L’architecte tchéco-britannique, Jan Kaplický, est l’auteur du projet très controversé de la nouvelle Bibliothèque nationale qui devait être construite dans le parc de Letná non loin du Château de Prague. Le projet futuriste surnommé bientôt « blob » ou « pieuvre » a divisé l’opinion tchèque en deux camps inconciliables et s’est vu rejeter par le président de la République et finalement aussi par la municipalité de Prague. Jan Kaplický, vainqueur d’un concours d’architecture international, a été accusé en plus de ne pas avoir respecté les conditions du concours. Actuellement la réalisation de son projet est plus qu’incertaine.

Le jury du ministère de la Culture lui a pourtant attribué le prix national pour apprécier l’ensemble de son oeuvre architecturale par laquelle il contribue à la renommée de la République tchèque dans le monde. Le directeur du département des arts et des bibliothèques du ministère, František Zborník, explique quelle a été la réaction de l’architecte à cet honneur :

Le projet de la Bibliothèque nationale
«Jan Kaplický a écrit une lettre de deux lignes au ministre dans laquelle il lui a signalé que dans la situation actuelle, c’est-à-dire en août dernier, le gouvernement dont le ministre faisait partie, posait des limites, d’une certaine manière, à ses activités en République tchèque. Et c’est pour cette raison que Jan Kaplický a refusé d’accepter le prix.»
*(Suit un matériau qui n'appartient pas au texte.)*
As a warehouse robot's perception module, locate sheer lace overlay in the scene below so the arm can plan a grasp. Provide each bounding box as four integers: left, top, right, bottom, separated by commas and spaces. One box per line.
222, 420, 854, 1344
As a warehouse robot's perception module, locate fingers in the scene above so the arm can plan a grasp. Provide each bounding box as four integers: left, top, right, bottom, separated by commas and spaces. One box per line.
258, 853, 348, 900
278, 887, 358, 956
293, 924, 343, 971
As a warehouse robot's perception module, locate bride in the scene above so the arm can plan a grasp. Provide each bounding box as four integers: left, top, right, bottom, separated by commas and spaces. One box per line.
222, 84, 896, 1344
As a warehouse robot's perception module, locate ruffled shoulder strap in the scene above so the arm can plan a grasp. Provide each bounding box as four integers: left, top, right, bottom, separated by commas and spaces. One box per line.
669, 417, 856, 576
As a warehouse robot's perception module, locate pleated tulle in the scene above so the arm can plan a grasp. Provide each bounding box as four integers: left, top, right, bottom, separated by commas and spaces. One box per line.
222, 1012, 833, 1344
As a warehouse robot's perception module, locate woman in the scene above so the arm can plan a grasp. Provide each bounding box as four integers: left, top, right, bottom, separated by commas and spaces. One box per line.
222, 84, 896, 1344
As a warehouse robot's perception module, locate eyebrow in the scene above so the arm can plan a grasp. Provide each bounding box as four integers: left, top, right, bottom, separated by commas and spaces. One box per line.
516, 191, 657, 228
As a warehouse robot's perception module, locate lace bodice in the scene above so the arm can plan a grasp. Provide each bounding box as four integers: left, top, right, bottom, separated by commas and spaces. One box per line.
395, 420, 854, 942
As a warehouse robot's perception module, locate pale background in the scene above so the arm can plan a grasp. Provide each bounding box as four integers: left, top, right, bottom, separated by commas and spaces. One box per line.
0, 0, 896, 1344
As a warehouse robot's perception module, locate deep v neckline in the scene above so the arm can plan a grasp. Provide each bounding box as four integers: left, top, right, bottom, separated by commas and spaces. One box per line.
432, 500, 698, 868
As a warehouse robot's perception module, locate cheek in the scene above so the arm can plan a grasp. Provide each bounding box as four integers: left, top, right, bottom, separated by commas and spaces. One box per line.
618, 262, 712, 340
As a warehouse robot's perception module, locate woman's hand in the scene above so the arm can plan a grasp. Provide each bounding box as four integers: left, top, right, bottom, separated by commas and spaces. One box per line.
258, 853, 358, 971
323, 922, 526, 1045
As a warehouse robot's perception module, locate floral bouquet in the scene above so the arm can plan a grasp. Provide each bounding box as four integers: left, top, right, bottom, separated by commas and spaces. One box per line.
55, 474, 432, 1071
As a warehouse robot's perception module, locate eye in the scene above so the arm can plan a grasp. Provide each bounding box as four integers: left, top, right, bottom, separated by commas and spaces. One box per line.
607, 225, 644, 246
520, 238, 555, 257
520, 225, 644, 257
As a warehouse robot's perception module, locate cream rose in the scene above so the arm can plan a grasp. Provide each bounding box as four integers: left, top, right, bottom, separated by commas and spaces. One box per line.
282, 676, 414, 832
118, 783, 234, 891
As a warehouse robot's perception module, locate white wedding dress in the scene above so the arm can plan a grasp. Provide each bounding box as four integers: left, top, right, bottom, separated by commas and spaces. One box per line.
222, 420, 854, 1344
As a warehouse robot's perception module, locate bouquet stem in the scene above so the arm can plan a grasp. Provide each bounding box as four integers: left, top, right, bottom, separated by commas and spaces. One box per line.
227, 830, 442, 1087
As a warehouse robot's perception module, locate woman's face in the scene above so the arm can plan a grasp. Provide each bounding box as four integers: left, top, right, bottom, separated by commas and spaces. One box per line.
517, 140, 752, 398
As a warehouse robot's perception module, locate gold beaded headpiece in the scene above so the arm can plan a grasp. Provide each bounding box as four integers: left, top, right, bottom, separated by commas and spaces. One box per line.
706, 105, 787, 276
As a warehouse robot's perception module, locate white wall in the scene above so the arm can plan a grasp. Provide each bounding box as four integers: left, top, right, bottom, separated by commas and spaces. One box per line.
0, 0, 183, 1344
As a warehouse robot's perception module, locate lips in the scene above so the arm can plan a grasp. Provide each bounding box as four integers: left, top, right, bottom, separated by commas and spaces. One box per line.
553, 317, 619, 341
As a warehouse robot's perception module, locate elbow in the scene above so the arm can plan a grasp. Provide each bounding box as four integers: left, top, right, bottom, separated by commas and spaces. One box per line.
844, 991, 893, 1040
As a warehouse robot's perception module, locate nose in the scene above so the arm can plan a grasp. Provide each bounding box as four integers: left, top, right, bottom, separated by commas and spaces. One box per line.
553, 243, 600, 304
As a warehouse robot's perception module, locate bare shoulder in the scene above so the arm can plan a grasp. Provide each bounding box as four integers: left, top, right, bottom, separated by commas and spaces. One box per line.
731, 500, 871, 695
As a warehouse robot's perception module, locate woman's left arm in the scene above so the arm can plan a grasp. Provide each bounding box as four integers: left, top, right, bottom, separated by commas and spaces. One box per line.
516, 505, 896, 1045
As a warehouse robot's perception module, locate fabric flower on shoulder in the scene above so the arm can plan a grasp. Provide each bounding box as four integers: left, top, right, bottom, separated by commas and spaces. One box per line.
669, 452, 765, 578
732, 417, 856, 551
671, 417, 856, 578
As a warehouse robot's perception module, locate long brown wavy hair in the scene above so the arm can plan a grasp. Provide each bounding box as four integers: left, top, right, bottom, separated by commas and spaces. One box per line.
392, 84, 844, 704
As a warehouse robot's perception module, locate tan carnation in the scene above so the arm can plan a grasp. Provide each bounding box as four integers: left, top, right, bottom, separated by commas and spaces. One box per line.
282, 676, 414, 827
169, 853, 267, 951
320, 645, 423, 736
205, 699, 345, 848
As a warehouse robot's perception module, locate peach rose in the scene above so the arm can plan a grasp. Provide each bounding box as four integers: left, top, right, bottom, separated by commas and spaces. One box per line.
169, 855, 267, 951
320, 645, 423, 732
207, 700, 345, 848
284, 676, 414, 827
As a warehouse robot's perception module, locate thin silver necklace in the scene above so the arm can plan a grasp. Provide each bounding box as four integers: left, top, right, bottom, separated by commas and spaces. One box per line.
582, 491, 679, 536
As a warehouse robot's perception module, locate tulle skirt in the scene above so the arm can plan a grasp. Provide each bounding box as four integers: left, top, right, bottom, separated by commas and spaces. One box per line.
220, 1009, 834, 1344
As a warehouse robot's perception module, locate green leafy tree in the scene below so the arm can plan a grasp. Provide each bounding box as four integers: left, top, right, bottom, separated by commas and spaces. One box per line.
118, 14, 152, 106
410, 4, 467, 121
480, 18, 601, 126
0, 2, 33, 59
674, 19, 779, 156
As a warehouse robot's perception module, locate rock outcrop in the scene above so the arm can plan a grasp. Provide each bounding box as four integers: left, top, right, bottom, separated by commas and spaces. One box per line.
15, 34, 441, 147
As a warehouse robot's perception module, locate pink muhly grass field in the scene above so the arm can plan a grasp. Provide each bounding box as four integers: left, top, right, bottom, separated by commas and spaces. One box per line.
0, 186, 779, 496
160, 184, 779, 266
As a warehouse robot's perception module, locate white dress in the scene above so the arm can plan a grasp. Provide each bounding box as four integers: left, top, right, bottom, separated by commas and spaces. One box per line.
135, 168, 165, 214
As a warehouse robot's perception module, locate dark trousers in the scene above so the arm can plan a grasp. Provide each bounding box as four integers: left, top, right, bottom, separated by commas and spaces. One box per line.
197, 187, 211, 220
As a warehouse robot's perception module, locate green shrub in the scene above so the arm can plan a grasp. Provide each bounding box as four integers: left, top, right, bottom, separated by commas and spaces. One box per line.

Il est sans doute difficile pour le célèbre architecte de se montrer plus favorable à cette initiative du ministère. On n’est pas prêt d’oublier qu’au moment où l’affaire de la nouvelle Bibliothèque nationale était à son comble, il est allé jusqu’à accuser le ministère de la Culture d’être la seule institution de son genre dans le monde agissant contre la culture. Aujourd’hui, il formule ses reproches d’une façon plus diplomatique:

«Je veux attendre jusqu`à l’époque où j’aurais vraiment l’occasion de prouver que je suis capable de faire quelque chose d’important pour l’architecture et la culture tchèques. J’y ai travaillé pendant 18 mois sans réussir jusqu’à présent, comme vous le savez bien.»

Le Prix de théâtre a été attribué au metteur en scène Jan Borna pour ses productions destinées aux adultes et aux enfants, et c’est le compositeur et musicologue Zdeněk Šesták, une personnalité qui s’impose dans la vie musicale tchèque depuis les années 1960, qui remporte le Prix de musique. Ces deux lauréats des prix nationaux ne protestent pas et semblent beaucoup plus satisfaits de leurs décorations. Par contre l’écrivain Ludvík Vaculík qui reçoit cette année le Prix de littérature ne se départit pas de son esprit critique et satirique :

«L’attribution de ce prix obéit au critère suivant : on choisit ceux qui ne l’ont pas encore eu ou ceux qui pourraient bientôt mourir. Alors, voyez-vous, c’est tout à fait logique.»

Le Prix de la traduction littéraire a été attribué au germanisant Jiří Stromšík.